Like most astute observers at the time, Kilgore realized that innovative scientific research in the US was being conducted off campus, as academics saddled with heavy discipline-based teaching loads were lured to informally structured interdisciplinary research parks like Bell Laboratories. He believed, I think rightly, that scientists – like other high-skilled workers – would naturally gravitate to the best labour conditions, which could eventuate in the evacuation of scientists from the public sector. Not only would it be difficult to monitor or regulate their activity, it would prove difficult to reap the benefits implied by the Constitutionally enshrined idea of science as a ‘public good’. Using the Great Depression that ended the post-World War I economic boom as his benchmark, Kilgore believed that without state intervention, science would simply exacerbate class differences in American society. So, one of his many science funding schemes involved treating science education as a form of national service, whereby the government would finance the training of academically suitable students on the condition that they would spend some years developing one of America’s economic backwaters.
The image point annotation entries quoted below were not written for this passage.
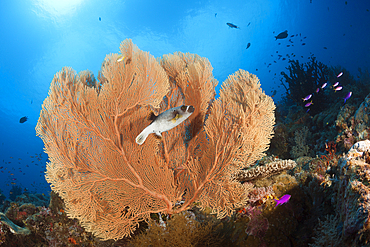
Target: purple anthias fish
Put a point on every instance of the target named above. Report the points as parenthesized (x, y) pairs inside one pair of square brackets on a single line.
[(308, 104), (347, 96), (282, 200), (307, 97)]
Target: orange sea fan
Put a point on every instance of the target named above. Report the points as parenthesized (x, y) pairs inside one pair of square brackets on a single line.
[(108, 182)]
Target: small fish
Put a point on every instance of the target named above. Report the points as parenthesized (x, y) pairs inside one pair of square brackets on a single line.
[(307, 97), (347, 96), (282, 200), (282, 35), (120, 58), (308, 104), (23, 119), (165, 121), (232, 25)]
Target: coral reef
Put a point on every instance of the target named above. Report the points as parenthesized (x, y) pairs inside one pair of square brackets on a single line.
[(109, 182), (300, 139), (304, 79)]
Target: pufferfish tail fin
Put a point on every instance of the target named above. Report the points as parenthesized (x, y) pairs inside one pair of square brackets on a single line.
[(140, 139)]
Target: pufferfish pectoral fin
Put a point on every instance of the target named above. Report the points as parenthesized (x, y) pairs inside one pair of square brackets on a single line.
[(177, 116), (140, 139), (158, 135)]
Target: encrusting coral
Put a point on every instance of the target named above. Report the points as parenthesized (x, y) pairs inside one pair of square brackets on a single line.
[(266, 170), (111, 184)]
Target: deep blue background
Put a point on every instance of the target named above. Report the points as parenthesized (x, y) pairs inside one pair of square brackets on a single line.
[(39, 37)]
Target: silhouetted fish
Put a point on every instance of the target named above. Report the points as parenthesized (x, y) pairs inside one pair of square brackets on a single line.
[(232, 25), (282, 35), (23, 119)]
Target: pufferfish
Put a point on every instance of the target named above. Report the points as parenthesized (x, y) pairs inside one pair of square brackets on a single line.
[(165, 121)]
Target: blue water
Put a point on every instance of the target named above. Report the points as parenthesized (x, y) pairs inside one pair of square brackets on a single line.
[(39, 37)]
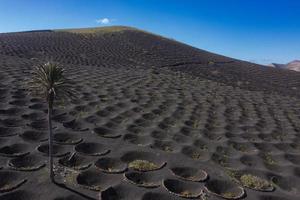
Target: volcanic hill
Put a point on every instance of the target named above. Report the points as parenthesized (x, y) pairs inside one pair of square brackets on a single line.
[(155, 119)]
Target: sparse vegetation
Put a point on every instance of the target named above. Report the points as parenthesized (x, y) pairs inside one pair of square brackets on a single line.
[(142, 165), (254, 182), (49, 82), (228, 195)]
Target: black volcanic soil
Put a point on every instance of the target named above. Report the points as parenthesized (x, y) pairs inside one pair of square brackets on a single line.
[(201, 120)]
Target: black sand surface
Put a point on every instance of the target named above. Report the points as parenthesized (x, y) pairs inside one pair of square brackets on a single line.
[(155, 119)]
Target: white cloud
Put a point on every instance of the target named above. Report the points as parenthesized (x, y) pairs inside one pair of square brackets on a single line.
[(104, 20)]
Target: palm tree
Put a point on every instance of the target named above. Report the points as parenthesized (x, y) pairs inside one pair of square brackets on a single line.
[(49, 82)]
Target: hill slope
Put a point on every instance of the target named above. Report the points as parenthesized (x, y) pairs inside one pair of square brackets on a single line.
[(129, 47), (294, 65)]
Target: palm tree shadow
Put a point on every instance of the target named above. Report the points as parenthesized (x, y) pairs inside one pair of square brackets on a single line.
[(64, 186)]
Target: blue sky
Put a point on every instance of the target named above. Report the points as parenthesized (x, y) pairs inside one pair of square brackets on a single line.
[(254, 30)]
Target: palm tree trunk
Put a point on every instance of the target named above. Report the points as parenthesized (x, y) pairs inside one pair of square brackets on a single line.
[(50, 141)]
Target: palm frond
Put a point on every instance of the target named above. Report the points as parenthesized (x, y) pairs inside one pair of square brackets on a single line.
[(49, 79)]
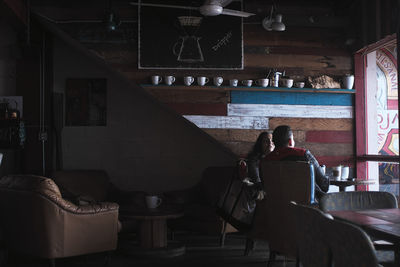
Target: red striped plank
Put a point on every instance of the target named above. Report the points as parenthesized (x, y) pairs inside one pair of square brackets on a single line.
[(217, 109), (329, 137), (331, 161)]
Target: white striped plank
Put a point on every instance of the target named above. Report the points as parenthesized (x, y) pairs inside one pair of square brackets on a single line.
[(227, 122), (291, 111)]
Kilgore’s relevance here is that he quite explicitly wanted to politicise science – indeed, to mount an offensive against scientists’ spontaneous free market politics. Moreover, Mooney would have probably found Kilgore’s politics attractive. I certainly do. Yet, Kilgore was in no doubt that good science could be done under both private and public regimes. However, by the time the vote on the establishment of the National Science Foundation reached the floor of Congress in 1950, Kilgore’s proposal had come to be seen through Cold War lenses as ‘politicising science’ in a sense by then associated with Hitler and Stalin. Bush’s victorious alternative had the federal government create a protected internal market for scientific research and later (with the launching of Sputnik) education. This has proved very costly and, not surprisingly, with the end of the Cold War, the federal government has gradually allowed science to revert to the pre-war free market state that Kilgore decried. If Mooney is genuinely interested in promoting good science in the public interest, then he needs to articulate a robust conception of the ‘public interest’. The New Deal was the last time that occurred in the US outside a context of military preparedness. The legacy of that formulation is what remains of the American welfare state.